Strage di Wounded Knee
«In questo 4 luglio, gli Stati Uniti, che sono poco più del 4% della popolazione mondiale, hanno circa il 25% della popolazione carceraria mondiale. Questo 4 luglio ci possono essere fino a 100mila detenuti in isolamento negli Stati Uniti, alcuni da decenni, mentre le Nazioni Unite affermano che superare i 15 giorni in isolamento è una forma di tortura.

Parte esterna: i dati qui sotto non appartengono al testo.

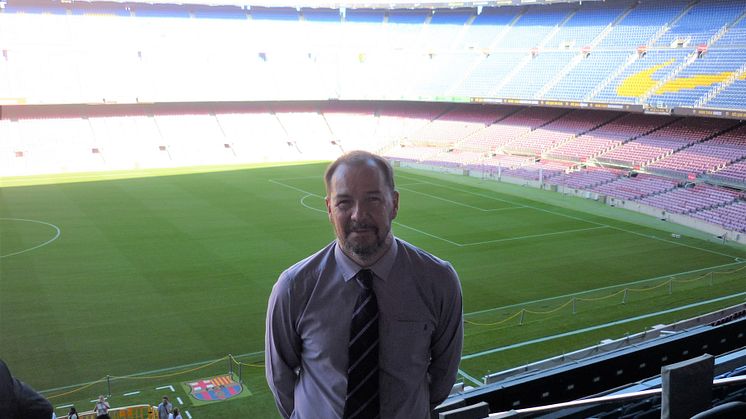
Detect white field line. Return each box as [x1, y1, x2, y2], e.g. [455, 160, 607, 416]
[269, 179, 324, 199]
[392, 221, 464, 247]
[398, 187, 523, 212]
[462, 226, 606, 246]
[461, 292, 746, 360]
[0, 218, 61, 259]
[396, 182, 425, 189]
[300, 194, 326, 214]
[399, 175, 737, 259]
[269, 179, 463, 247]
[276, 179, 607, 247]
[464, 262, 743, 316]
[269, 175, 319, 182]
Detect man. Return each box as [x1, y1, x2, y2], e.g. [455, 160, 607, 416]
[265, 151, 463, 419]
[0, 360, 53, 419]
[158, 396, 174, 419]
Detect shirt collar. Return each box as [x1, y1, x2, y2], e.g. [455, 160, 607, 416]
[334, 237, 399, 282]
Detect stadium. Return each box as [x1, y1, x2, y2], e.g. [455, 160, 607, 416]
[0, 0, 746, 419]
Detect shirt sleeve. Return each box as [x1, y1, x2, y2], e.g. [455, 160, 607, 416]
[264, 273, 301, 418]
[428, 265, 464, 408]
[14, 379, 53, 419]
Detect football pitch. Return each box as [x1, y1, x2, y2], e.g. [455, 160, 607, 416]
[0, 163, 746, 418]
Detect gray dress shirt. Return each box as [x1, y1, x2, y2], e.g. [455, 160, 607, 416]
[265, 238, 463, 419]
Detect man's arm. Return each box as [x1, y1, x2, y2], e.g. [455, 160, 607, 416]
[264, 273, 301, 418]
[428, 266, 464, 407]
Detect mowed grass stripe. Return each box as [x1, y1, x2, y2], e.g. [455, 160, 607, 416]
[0, 164, 744, 417]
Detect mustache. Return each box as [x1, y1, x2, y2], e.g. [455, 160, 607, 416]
[347, 222, 378, 233]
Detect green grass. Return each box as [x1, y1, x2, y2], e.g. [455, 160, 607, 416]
[0, 164, 746, 418]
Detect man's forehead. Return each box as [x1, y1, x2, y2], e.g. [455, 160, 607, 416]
[330, 163, 384, 191]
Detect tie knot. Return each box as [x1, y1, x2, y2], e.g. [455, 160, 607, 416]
[357, 269, 373, 290]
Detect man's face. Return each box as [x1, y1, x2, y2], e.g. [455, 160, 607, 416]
[326, 161, 399, 263]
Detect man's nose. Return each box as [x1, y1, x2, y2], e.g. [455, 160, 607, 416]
[351, 201, 366, 221]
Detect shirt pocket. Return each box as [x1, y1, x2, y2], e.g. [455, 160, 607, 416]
[382, 319, 433, 378]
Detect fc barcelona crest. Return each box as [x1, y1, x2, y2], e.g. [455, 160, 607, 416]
[185, 375, 243, 402]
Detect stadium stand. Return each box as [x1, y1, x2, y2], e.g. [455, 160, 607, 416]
[646, 126, 746, 178]
[706, 161, 746, 187]
[598, 118, 735, 167]
[547, 167, 625, 189]
[504, 112, 619, 156]
[590, 174, 678, 199]
[639, 184, 742, 214]
[692, 201, 746, 232]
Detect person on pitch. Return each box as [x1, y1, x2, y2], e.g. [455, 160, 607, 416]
[265, 151, 463, 419]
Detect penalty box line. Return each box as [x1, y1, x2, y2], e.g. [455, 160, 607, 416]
[269, 179, 609, 247]
[461, 292, 746, 361]
[392, 176, 738, 260]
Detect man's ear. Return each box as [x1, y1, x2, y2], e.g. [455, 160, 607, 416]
[324, 196, 332, 221]
[391, 190, 399, 220]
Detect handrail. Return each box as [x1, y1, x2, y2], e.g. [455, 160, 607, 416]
[489, 376, 746, 419]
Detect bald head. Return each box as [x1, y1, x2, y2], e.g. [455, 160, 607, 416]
[324, 150, 395, 194]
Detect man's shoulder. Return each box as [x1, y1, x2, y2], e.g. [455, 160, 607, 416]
[280, 242, 335, 281]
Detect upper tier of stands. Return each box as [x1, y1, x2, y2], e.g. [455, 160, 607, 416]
[0, 101, 746, 236]
[0, 0, 746, 109]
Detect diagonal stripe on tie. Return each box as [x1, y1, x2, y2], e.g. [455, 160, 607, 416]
[344, 269, 380, 419]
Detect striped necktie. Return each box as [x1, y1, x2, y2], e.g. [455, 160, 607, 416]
[344, 269, 380, 419]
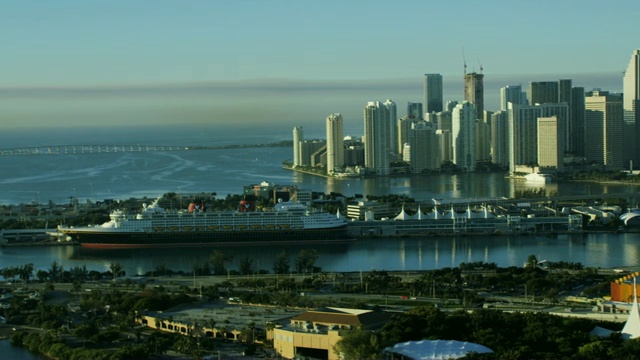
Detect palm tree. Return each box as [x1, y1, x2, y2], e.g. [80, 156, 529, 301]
[109, 261, 122, 281]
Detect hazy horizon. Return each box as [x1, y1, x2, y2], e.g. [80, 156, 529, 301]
[0, 72, 622, 136]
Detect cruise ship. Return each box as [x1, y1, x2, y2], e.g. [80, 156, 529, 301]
[58, 199, 350, 248]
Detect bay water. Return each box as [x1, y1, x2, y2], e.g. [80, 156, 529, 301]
[0, 127, 640, 275]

Le vittime di incarcerazione di massa, neri di maggioranza, Latini e nativi americani, possono davvero celebrare la libertà questo 4 luglio? Può il detenuto politico più famoso e innocente del mondo, Mumia Abu-Jamal, celebrare il 4 luglio, quando un giudice apertamente razzista ordinò a una giuria praticamente tutta bianca di anticipare il giudizio di condanna di Mumia al 3 luglio, per tornare a casa a festeggiare il 4 luglio?»
«In questo 4 luglio, i migranti e i rifugiati che sono imprigionati, molti separati dai loro figli ai confini o dagli 11 milioni senza documenti, minacciati da espulsione celebrano la libertà in questo 4 luglio?»

«In questo 4 luglio, gli Stati Uniti hanno le loro truppe in circa 172 paesi stranieri. Gli Stati Uniti hanno 20 volte il numero di basi militari straniere rispetto a tutti gli altri paesi del mondo messi insieme. Nel 1776, fu l'imperialismo britannico a contrastare la prima rivoluzione americana, ma oggi sono gli Stati Uniti la principale potenza imperialista nel mondo e le persone in tutto il mondo stanno combattendo per la propria autodeterminazione e indipendenza dall'imperialismo USA e dai suoi regimi fantoccio».

«Questo è il 4 luglio, le persone hanno dovuto isolarsi nelle loro case, o sono costrette a lavorare nei loro lavori "essenziali" sottopagati, pur essendo esposte a un virus mortale, mentre trilioni di dollari vengono dati ai ricchi e alle corporazioni per sostenere un'economia fallimentare in modo che i ricchi possano mantenere il loro stile di vita e la loro oscena ricchezza».
«Qualcuno di noi ha qualcosa da festeggiare, questo 4 luglio? UNAC crede di no».